Non avevano nulla a che fare con il 25 aprile e probabilmente neanche sanno cosa sia la festa della Liberazione né, tantomeno, cosa rappresenti la Brigata ebraica. Vanno in giro vestiti con tute delle squadre di calcio e con i capelli rasati ai lati, bivaccando spesso sotto la loggia dei Mercanti.
Sono tutti nordafricani di seconda generazione, figli di migranti arrivati in Italia per lavorare. Sono stati loro i protagonisti dell’episodio più violento avvenuto ieri in piazza Duomo, a margine della manifestazione a Milano che aveva già visto tensioni tra forze dell’ordine e manifestanti pro Palestina.

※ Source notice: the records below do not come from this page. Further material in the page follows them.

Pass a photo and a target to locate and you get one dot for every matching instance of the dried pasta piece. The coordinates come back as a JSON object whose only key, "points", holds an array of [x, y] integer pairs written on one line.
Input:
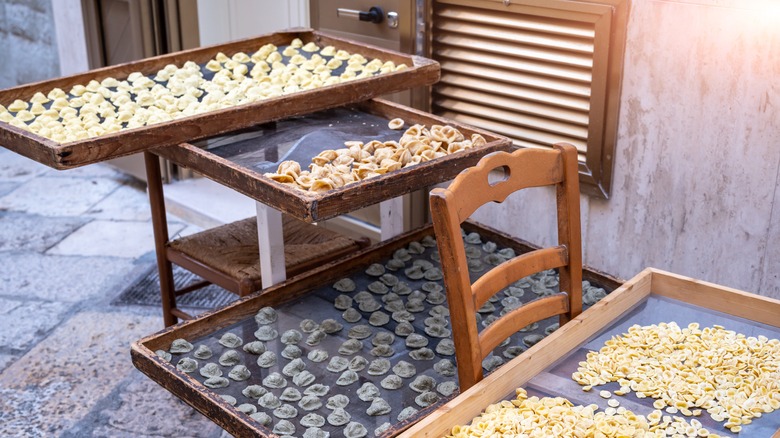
{"points": [[348, 377], [345, 285], [266, 333], [266, 359], [377, 367], [180, 346], [291, 352], [392, 382], [378, 407], [355, 430], [383, 338], [312, 419], [230, 340], [229, 358], [445, 367], [351, 315], [339, 417], [337, 364], [415, 340], [164, 355], [337, 401], [368, 391], [316, 337], [284, 428], [266, 315], [254, 391], [285, 411], [291, 336], [427, 398], [216, 382], [239, 373], [379, 318], [422, 354], [187, 365], [360, 332], [404, 329], [211, 370], [396, 123], [262, 418], [202, 352], [274, 380], [294, 367], [304, 378]]}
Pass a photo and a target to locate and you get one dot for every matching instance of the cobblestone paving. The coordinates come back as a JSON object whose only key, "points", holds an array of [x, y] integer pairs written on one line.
{"points": [[65, 366]]}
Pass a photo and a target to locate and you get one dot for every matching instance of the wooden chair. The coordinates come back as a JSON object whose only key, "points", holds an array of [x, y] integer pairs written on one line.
{"points": [[477, 186]]}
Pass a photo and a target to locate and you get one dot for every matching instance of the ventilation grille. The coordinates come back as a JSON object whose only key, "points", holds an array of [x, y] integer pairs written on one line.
{"points": [[528, 77]]}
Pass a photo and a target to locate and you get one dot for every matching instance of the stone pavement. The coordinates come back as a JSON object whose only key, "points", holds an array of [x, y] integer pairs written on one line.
{"points": [[70, 242]]}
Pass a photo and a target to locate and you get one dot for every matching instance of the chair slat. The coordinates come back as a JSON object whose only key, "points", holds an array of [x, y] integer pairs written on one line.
{"points": [[519, 267]]}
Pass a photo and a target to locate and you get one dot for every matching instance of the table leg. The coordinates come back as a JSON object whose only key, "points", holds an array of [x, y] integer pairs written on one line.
{"points": [[270, 239], [391, 214], [160, 228]]}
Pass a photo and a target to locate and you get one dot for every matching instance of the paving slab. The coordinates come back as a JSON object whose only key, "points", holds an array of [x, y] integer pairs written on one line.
{"points": [[129, 203], [19, 329], [62, 278], [31, 232], [144, 409], [55, 196], [14, 167], [57, 383], [110, 238], [7, 187], [6, 360]]}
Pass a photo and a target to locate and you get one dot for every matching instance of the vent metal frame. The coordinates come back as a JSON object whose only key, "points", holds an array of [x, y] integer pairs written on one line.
{"points": [[598, 122]]}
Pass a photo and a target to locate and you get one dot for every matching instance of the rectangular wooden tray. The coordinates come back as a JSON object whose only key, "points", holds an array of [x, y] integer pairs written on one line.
{"points": [[211, 325], [421, 72], [312, 207], [652, 296]]}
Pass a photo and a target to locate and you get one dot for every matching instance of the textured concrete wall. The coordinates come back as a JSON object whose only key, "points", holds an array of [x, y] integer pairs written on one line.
{"points": [[696, 185], [28, 46]]}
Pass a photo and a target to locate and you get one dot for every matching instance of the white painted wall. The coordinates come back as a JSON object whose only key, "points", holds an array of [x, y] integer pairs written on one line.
{"points": [[222, 21], [697, 175]]}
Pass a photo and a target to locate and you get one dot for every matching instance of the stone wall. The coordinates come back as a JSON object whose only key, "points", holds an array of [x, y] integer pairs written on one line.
{"points": [[28, 45]]}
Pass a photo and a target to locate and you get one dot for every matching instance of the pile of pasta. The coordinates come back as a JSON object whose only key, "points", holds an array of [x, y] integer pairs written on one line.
{"points": [[358, 161], [558, 417], [113, 105]]}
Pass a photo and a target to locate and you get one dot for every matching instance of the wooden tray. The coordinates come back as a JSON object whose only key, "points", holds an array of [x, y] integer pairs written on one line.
{"points": [[652, 296], [211, 325], [421, 72], [312, 207]]}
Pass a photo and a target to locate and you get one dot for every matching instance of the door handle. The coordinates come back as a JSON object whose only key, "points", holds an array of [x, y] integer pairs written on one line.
{"points": [[374, 15]]}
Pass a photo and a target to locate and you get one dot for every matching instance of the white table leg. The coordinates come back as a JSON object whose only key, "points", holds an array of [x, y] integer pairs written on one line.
{"points": [[271, 245], [391, 214]]}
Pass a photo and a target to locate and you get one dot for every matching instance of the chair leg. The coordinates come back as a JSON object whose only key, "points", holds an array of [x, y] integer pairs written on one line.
{"points": [[160, 227]]}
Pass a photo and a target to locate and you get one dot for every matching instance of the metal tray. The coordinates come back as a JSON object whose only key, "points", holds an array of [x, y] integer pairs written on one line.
{"points": [[420, 72], [239, 160], [311, 296]]}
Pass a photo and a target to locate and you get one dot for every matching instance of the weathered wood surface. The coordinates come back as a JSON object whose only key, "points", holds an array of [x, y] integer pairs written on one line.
{"points": [[313, 207], [421, 72], [501, 384], [213, 406]]}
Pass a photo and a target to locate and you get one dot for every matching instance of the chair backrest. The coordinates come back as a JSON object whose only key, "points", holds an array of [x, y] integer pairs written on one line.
{"points": [[450, 207]]}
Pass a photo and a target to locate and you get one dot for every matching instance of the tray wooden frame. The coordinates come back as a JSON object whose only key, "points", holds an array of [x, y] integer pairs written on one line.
{"points": [[421, 72], [501, 384], [214, 407], [313, 207]]}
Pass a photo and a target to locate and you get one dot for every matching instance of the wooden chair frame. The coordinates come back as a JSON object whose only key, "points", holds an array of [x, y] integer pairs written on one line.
{"points": [[474, 187]]}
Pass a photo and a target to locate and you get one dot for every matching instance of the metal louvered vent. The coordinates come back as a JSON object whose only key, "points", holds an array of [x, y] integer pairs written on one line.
{"points": [[539, 72]]}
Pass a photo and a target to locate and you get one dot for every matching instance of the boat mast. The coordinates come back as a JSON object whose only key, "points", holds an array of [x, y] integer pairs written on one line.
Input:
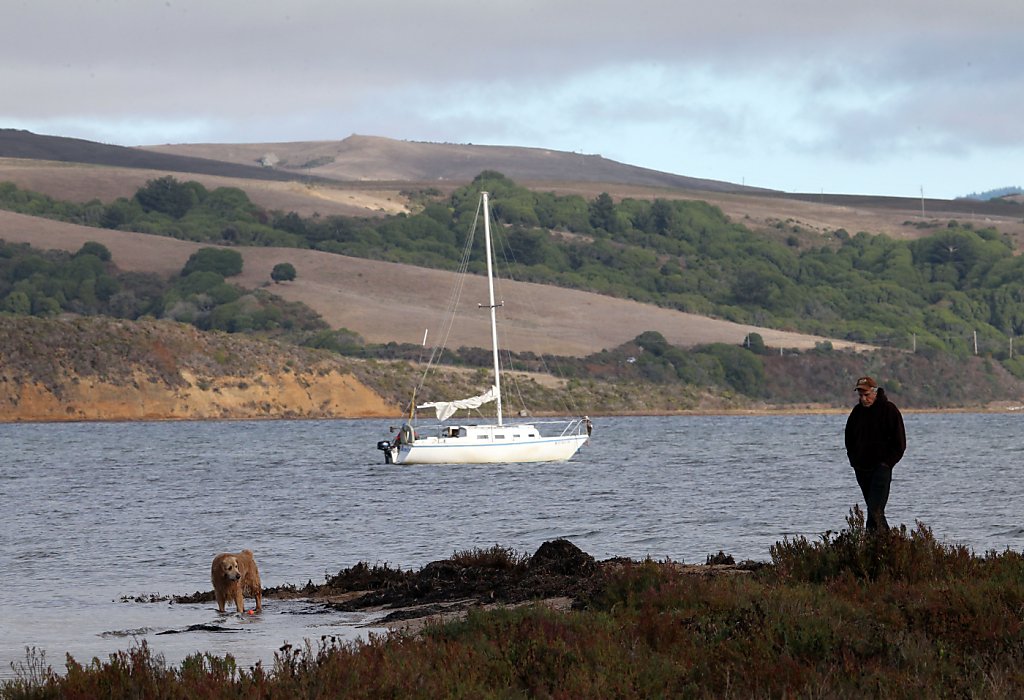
{"points": [[491, 292]]}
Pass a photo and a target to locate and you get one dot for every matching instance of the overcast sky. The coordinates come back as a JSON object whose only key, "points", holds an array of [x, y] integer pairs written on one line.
{"points": [[875, 97]]}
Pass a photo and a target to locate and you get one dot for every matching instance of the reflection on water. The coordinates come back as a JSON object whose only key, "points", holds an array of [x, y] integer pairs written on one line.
{"points": [[90, 513]]}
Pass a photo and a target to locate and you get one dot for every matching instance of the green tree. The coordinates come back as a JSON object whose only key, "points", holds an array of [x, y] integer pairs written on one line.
{"points": [[167, 195], [283, 272], [224, 262], [96, 249]]}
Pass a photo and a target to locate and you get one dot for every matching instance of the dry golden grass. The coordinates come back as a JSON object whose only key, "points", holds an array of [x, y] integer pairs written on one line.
{"points": [[386, 302]]}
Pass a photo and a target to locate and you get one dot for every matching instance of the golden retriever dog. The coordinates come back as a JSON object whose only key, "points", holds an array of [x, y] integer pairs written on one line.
{"points": [[232, 576]]}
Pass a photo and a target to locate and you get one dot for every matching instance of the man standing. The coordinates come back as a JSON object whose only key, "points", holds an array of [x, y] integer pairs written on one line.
{"points": [[875, 442]]}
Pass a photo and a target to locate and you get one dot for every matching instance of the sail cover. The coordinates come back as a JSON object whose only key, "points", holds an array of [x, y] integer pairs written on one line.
{"points": [[445, 409]]}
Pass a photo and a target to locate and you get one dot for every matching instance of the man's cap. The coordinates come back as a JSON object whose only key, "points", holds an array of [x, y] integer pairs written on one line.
{"points": [[865, 383]]}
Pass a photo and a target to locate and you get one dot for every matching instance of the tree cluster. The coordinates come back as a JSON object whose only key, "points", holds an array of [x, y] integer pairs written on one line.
{"points": [[88, 282], [957, 290]]}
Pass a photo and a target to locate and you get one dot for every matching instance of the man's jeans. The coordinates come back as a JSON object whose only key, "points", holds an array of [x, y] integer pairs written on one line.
{"points": [[875, 485]]}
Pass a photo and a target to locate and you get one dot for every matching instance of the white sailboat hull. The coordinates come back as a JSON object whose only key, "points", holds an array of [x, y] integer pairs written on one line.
{"points": [[482, 444], [488, 444]]}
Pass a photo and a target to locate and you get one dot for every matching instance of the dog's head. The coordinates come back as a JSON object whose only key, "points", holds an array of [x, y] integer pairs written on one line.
{"points": [[229, 569]]}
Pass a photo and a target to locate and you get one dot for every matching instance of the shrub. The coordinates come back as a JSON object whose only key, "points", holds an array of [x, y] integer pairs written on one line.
{"points": [[224, 262], [283, 272]]}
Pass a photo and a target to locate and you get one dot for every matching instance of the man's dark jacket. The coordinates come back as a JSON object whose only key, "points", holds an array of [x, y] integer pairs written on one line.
{"points": [[876, 434]]}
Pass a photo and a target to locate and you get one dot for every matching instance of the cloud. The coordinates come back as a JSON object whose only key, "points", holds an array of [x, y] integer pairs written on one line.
{"points": [[779, 87]]}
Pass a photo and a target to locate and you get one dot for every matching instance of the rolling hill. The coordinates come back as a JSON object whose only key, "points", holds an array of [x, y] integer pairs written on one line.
{"points": [[370, 176]]}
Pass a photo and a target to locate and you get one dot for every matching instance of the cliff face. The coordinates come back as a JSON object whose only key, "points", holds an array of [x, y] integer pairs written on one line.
{"points": [[109, 369]]}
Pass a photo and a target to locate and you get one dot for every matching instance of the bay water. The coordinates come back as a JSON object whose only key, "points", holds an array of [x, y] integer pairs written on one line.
{"points": [[97, 518]]}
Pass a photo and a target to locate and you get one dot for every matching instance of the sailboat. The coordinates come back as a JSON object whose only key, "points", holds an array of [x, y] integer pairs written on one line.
{"points": [[487, 442]]}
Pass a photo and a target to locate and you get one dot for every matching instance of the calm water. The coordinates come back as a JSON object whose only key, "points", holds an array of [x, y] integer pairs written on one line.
{"points": [[90, 513]]}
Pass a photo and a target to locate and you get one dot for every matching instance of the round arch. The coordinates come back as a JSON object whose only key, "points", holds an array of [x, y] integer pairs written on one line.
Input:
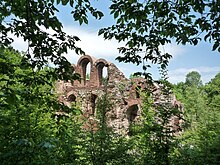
{"points": [[82, 64], [100, 64]]}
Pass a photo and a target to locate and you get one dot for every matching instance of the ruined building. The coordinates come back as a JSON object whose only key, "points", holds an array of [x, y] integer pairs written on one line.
{"points": [[122, 92]]}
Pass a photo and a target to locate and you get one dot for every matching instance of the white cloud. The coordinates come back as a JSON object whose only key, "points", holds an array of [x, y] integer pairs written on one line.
{"points": [[93, 44], [173, 49], [207, 73]]}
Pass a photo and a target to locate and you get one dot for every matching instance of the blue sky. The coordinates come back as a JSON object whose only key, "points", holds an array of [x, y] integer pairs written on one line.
{"points": [[185, 58]]}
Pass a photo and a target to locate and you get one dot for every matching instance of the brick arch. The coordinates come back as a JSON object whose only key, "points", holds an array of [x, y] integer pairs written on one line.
{"points": [[82, 64], [71, 95], [132, 112], [99, 65]]}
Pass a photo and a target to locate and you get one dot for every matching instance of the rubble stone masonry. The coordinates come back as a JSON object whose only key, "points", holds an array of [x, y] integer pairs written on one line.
{"points": [[123, 93]]}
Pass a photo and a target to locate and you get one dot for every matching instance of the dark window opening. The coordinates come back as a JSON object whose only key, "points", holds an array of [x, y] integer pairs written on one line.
{"points": [[86, 70], [132, 112], [72, 98], [102, 73], [93, 103]]}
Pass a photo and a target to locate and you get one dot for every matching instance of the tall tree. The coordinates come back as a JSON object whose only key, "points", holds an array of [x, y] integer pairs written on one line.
{"points": [[193, 79]]}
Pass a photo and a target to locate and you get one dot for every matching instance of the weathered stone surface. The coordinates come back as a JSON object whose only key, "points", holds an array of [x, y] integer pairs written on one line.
{"points": [[122, 92]]}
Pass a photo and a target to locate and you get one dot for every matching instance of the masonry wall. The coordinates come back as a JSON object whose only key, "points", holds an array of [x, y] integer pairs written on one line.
{"points": [[122, 92]]}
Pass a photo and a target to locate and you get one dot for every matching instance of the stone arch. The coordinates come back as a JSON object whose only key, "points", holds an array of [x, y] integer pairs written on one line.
{"points": [[71, 97], [137, 91], [93, 103], [82, 65], [100, 64], [132, 112]]}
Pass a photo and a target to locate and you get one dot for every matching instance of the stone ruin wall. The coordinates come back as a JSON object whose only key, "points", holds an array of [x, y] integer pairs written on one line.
{"points": [[122, 92]]}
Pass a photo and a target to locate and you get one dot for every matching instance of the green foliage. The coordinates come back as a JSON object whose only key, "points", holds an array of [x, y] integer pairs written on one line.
{"points": [[103, 146], [199, 143], [146, 25], [32, 20], [193, 78]]}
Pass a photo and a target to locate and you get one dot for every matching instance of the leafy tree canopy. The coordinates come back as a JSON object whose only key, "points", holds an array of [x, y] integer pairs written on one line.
{"points": [[146, 25], [143, 25], [193, 78], [32, 20]]}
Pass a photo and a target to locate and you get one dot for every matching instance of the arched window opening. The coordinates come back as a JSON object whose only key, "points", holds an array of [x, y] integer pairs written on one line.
{"points": [[132, 113], [102, 73], [86, 69], [104, 79], [93, 103], [131, 116], [137, 91], [72, 98]]}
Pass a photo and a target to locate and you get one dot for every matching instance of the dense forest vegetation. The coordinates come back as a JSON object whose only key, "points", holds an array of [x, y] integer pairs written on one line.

Uno con la bandiera palestinese, altri con aste di bandiera e un altro ancora con un coltellino, non avevano partecipato alla manifestazione ma, quando sono usciti da un fast food, si sono trovati davanti lo spezzone del corteo che comprende anche la Brigata ebraica. Si sono infilati nello ‘scudo’ creato dai City Angels a protezione degli ebrei che contribuirono alla Resistenza, hanno danneggiato lo striscione di Sinistra per Israele e sono volati insulti, calci, pugni fino a quando è intervenuta la Polizia che ne ha portati nove in questura.
Otto sono stati solo denunciati, per ora, in quanto non vi è la prova che chi aveva il coltellino l’abbia usato contro il ragazzo rimasto ferito ieri lievemente a un braccio, mentre un egiziano di 21 anni è stato arrestato per aver colpito con un bastone un addetto alla sicurezza della Brigata ebraica, ferendolo.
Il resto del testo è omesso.